Zouga was striding eagerly down the row of wagons towards the inner stockade with Louise skipping to keep up with him. Ralph dawdled deliberately, admiring the remarkable animals that Jonathan had moulded from river clay and now paraded for his approbation.

"Beautiful hippos, Jon-Jon! Not hippo? Oh, I see, the horns fell off, did they? Well then, they are the most beautiful, fattest hornless kudu that I have ever seen." Cathy tugged at his arm at last.

"You know he wants to speak to you also, Ralph," she urged, and Ralph swung Jonathan up onto his shoulder, took Cathy on his other arm, for he knew that such a display of domesticity would irritate the man they were going to meet, and sauntered into the inner stockade of the camp.

The canvas sides of the dining marquee had been rolled up to allow the cool afternoon breeze to blow through it, and there were half a dozen men seated at the long trestle table In the centre of the group was a hulking figure, dressed in an ill-fitting jacket of expensive English cloth that was closed to the top button. The knot of his necktie had slipped and the colours of Oriel College were dulled with the dust of the long road up from the diamond city of Kimberley.

Even Ralph, whose feelings for this ungainly giant of a man were ambivalent, hostility mixed with a grudging admiration, was shocked by the changes that a few short years had wrought on him. The meaty features seemed to have sagged from the raw bones of his face, his colour was high and unhealthy. He was barely forty years of age, yet his moustache and sideburns had faded from ruddy blond to dull silver, and he looked fifteen years older. Only the pale blue eyes retained their force and mystic visionary glitter.

"Well, how are you, Ralph?" His voice was high and clear, incongruous in such a big body.

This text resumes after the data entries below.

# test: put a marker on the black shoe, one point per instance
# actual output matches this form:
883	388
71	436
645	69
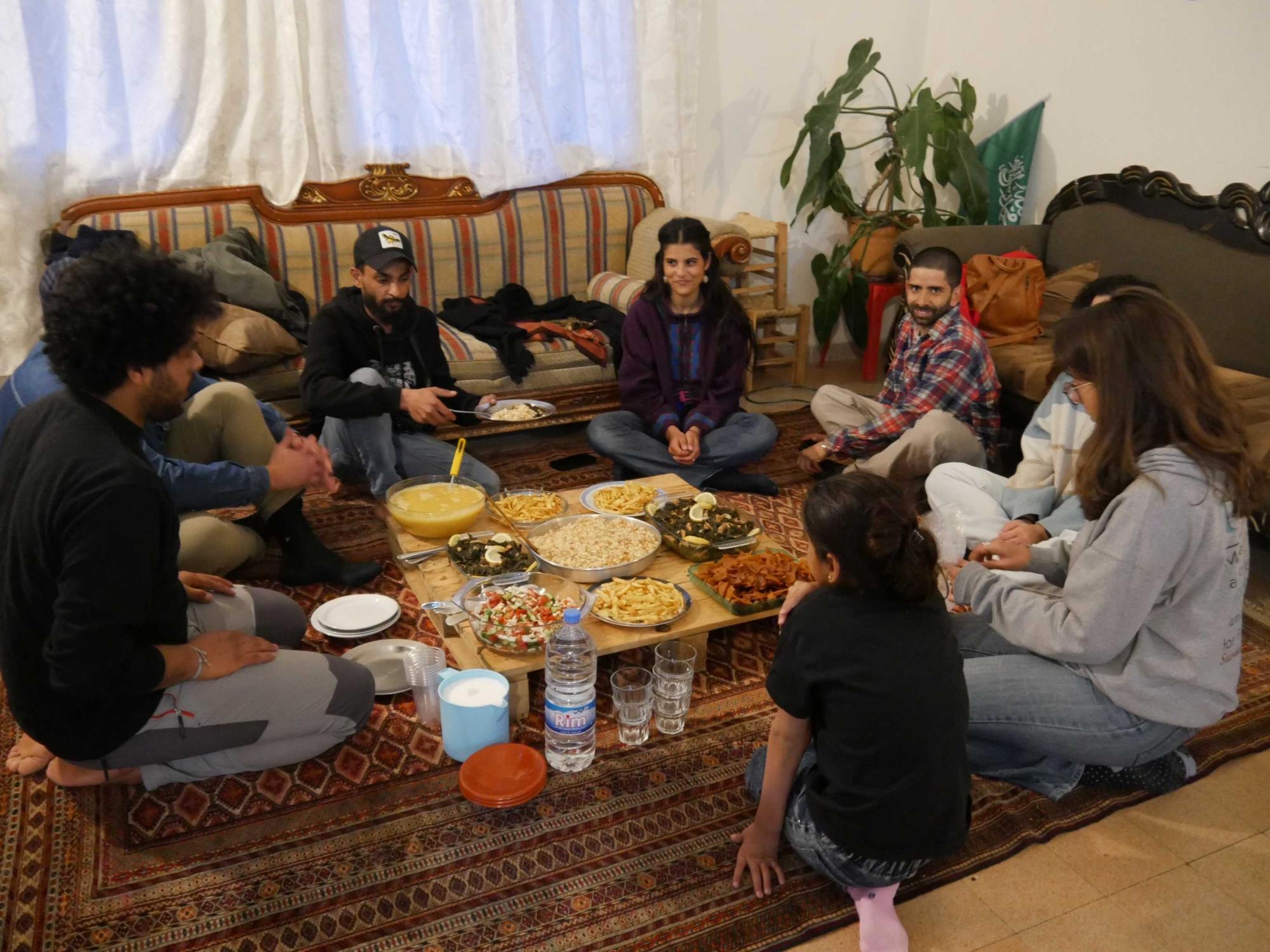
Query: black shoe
737	482
305	560
1160	776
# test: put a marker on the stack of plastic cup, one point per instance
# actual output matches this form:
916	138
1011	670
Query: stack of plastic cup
633	704
424	668
672	685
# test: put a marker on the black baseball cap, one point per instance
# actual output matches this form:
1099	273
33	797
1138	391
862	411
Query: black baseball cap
380	247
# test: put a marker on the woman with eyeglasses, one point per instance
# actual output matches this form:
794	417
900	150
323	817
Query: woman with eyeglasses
1104	684
1037	506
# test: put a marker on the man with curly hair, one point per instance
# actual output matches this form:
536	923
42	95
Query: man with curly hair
223	450
119	667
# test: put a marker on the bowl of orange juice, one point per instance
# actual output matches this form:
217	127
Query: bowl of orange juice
436	507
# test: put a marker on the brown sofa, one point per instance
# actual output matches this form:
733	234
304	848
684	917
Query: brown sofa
1211	255
554	241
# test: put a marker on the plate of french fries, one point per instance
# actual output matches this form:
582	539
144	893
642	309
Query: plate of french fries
526	507
639	602
620	498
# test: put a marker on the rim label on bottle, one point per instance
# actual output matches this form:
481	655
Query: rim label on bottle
572	719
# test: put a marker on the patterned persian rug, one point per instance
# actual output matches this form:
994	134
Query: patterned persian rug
371	847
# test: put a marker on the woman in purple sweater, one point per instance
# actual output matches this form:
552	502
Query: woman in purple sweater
686	346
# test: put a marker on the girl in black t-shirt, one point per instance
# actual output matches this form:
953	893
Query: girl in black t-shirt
866	770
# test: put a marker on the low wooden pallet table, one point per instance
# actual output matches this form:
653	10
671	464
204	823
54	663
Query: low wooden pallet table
438	581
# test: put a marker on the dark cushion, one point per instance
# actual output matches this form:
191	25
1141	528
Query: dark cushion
1227	293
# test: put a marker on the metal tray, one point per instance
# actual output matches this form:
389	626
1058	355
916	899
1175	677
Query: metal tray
589	576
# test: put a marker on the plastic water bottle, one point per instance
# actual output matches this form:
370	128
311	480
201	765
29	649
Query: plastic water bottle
571	706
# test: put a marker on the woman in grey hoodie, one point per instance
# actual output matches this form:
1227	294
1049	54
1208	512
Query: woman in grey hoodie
1106	682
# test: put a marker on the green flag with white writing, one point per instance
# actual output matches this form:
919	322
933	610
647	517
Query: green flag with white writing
1008	155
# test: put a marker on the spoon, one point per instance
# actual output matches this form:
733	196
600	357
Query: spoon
460	449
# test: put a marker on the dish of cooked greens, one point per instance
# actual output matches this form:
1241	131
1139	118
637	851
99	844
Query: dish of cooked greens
700	521
491	555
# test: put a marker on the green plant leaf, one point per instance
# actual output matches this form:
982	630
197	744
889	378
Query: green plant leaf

"Good afternoon, Mr. Rhodes," Ralph replied, and despite himself let his son slip from his shoulder and lowered him gently to the ground. Instantly the child darted away.

"How is my railway progressing, while you are out here enjoying yourself?" "Ahead of schedule and below budget," Ralph countered the barely veiled rebuke, and with a small effort broke the hypnotic gaze of those blue eyes and glanced at the men who flanked Mr. Rhodes.

On his right was the great man's shadow, small, narrow shouldered and as neatly dressed as his master was untidy. He had the prim but nondescript features of a schoolmaster, and receding wispy hair, but keen and acquisitive eyes that gave the lie to the rest of it.

"Jameson," Ralph nodded coolly at him, using neither Doctor Leander Starr Jameson's title nor the more familiar and affectionate "Doctor Jim'.

"Young Ballantyne." Jameson slightly emphasized the diminutive and gave it a faintly derogatory twist. From the very first, their hostility had been mutual and instinctive.

From Rhodes" left rose a younger man with straight back and broad shoulders, an open handsome face and a friendly smile which showed big even white teeth.

"Hello, Ralph." His handshake was firm and dry, his Kentucky accent easy and pleasant.

"Harry, I was speaking of you this very morning." Ralph's pleasure was obvious, and he glanced at Zouga "Papa, this is Harry Mellow, the best mining engineer in Africa." Zouga nodded. "We have been introduced." And father and son exchanged a glance of understanding.

This young American was the one that Ralph had chosen to develop and operate the Harkness Mine. It meant little to Ralph that Harry Mellow, like most of the bright young bachelors of special promise in southern Africa, already worked for Cecil John Rhodes. Ralph intended to find the bait that would tempt him away.

"We must talk later, Harry,"he murmured, and turned to another young man seated at the end of the table.

"Jordan," he exclaimed. "By God, it's good to see you." The two brothers met and embraced, and Ralph made no effort to hide his affection, but then everybody loved Jordan.